Anche se le cancellerie occidentali usano toni ottimistici, due sembrano i problemi insolubili del pantano libico:

  • la struttura tribale della società, radicata soprattutto a sud

  • il ruolo degli uomini compromessi col regime di Gheddafi

Le tribù del deserto e i Berberi in particolare rumoreggiano, in bilico tra Parlamento di Tobruk e fronti islamici. Irretiti per 40 anni in un equilibrio fatto di privilegi, zone franche e repressione dura, erano di fatto inermi ai tempi del regime. Con la fine di Gheddafi, il saccheggio degli arsenali e una ritrovata anarchia (genetica nel deserto profondo), oggi è saltato tutto. Le decisioni vengono prese villaggio per villaggio, tribù per tribù, rinnegando ogni forma di potere centrale.

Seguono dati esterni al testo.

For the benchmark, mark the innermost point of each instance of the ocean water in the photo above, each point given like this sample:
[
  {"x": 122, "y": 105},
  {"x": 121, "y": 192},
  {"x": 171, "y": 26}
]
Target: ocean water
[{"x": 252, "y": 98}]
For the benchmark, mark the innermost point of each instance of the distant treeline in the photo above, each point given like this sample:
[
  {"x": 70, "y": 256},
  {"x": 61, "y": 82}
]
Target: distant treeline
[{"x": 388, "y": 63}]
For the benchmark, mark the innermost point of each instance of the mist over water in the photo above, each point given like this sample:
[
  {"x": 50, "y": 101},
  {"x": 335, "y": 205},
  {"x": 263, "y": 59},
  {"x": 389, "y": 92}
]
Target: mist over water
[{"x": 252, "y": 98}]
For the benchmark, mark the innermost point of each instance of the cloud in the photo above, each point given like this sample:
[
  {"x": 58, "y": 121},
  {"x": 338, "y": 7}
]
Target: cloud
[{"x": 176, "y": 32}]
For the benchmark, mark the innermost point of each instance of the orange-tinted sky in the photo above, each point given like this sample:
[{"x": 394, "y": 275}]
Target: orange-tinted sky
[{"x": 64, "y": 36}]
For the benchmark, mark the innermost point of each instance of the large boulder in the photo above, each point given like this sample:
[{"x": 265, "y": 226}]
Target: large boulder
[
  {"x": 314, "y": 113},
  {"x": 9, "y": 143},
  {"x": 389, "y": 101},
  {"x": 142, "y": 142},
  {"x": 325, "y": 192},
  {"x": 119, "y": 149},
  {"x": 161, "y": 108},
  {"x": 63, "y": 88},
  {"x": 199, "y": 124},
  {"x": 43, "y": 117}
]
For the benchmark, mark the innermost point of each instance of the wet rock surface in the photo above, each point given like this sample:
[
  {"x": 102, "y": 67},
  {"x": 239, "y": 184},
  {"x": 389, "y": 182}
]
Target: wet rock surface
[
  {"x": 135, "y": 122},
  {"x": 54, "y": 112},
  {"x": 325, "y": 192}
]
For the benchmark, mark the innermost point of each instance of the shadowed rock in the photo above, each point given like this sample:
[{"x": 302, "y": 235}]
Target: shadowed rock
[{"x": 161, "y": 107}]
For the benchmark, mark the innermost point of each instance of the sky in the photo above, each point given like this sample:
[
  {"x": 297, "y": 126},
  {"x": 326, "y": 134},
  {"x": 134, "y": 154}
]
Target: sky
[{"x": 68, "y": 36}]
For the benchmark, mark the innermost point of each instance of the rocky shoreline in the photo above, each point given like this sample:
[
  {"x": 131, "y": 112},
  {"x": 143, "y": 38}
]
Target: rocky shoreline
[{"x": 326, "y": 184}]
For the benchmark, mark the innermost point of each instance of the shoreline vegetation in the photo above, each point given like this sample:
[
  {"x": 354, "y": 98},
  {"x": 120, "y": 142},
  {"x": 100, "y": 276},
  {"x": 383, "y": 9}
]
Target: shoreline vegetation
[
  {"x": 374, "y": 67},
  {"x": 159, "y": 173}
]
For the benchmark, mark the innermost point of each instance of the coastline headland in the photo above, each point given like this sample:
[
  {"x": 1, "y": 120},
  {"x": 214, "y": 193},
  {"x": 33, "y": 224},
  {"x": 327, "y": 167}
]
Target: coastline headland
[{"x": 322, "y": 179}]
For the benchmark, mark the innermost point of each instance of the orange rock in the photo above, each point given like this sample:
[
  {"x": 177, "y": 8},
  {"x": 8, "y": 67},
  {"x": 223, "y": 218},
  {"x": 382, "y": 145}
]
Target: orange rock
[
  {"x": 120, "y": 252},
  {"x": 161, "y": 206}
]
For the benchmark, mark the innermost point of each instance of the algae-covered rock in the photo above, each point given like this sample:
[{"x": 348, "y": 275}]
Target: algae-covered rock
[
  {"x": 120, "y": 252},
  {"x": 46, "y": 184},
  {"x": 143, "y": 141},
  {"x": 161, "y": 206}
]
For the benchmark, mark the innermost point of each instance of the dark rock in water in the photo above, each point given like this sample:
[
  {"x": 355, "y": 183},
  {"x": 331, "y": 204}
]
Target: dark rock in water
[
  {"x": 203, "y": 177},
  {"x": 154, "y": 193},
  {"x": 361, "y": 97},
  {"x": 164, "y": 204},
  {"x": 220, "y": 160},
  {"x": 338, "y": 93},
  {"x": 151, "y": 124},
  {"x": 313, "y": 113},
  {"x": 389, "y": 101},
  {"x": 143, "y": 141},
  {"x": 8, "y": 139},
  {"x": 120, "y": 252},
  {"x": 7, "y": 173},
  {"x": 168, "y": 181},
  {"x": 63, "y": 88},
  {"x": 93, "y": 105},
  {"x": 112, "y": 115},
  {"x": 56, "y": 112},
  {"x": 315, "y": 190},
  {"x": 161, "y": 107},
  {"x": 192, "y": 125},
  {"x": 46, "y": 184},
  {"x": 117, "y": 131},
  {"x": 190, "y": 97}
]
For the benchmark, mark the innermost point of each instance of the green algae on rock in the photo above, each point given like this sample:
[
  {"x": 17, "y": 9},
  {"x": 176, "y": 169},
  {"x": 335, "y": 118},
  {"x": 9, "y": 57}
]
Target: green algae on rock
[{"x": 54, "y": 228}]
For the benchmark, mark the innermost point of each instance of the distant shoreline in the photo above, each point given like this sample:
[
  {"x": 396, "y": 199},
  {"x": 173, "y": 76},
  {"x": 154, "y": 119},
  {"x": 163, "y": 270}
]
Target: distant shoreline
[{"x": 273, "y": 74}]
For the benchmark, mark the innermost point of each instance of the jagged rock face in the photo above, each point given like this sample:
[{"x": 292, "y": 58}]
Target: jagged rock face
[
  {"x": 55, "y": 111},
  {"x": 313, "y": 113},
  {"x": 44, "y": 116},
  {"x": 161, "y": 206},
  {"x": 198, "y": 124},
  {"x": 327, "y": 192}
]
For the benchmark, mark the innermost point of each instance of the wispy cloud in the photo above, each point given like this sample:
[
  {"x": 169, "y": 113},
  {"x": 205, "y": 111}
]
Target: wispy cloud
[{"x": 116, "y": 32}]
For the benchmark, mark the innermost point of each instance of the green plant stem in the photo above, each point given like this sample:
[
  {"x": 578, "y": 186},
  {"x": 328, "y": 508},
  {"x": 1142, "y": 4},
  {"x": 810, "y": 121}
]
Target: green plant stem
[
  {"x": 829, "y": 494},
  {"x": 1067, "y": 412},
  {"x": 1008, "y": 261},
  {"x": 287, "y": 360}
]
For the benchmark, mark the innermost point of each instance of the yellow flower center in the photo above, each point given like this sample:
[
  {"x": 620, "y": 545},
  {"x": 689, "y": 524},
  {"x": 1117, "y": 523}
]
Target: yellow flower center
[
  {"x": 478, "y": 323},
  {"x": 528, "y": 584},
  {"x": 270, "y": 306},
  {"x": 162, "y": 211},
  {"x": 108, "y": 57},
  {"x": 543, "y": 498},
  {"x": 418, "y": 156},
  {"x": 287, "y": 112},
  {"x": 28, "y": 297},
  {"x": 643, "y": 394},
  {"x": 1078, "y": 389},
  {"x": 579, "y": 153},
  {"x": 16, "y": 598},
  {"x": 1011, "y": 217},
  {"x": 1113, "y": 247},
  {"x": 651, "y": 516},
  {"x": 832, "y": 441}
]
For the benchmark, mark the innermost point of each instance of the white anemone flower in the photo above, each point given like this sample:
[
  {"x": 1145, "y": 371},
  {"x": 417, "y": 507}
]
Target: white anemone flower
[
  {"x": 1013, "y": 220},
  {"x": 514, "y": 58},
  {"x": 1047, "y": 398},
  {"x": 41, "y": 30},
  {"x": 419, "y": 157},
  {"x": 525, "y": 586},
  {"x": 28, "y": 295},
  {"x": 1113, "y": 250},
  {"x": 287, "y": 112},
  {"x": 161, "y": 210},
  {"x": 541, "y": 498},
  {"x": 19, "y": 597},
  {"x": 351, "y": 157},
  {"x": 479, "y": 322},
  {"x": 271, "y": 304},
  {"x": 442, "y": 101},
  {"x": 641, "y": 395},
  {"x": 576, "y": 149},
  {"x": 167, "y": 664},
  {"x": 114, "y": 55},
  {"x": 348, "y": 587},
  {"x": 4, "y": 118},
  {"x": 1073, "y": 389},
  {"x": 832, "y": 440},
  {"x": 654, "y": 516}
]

Il riciclo degli uomini legati al Colonnello invece, numerosi come in ogni regime d’ispirazione socialista, impedisce di fatto l’affluenza di molte milizie “rivoluzionarie” nell’asse di Tobruk. La ferite dalla “rivoluzione” del 2011 passano tra politica e rancori personali e non sembrano facili da riemarginare.

La situazione generale somiglia ad un vaso fatto cadere in terra, di cui UE e USA cercano disperatamente di ricomporre i pezzi.

L’appoggio alla fazione di Tobruk è un grottesco tentativo di dare potere ad un uomo forte di ispirazione laica che non appaia però come un fantoccio dell’Occidente: esattamente quello che era Gheddafi. Il problema che l’uomo forte non ci sia e che la cosa contraddirebbe gli entusiasmi per la Primavera libica, nelle dichiarazioni dei governi europei viene aggirato. Rimpiangere pubblicamente la Jamahiriyya di Gheddafi (atto naturale di ogni persona sana di mente) sarebbe politicamente scorretto e soprattutto l’ammissione di un enorme fallimento politico e militare.

Tra una raffineria, una strage e una minaccia, il Nordafrica frana: Cirenaica e Tripolitania tornano a soqquadro come ai primi del ‘900, quando il Conte Tacchia si arruolava per combattere i Turchi. Sulle coste libiche intanto milioni di disperati fuori controllo guardano a nord. Il Male Nostrum continua. Per noi e per loro.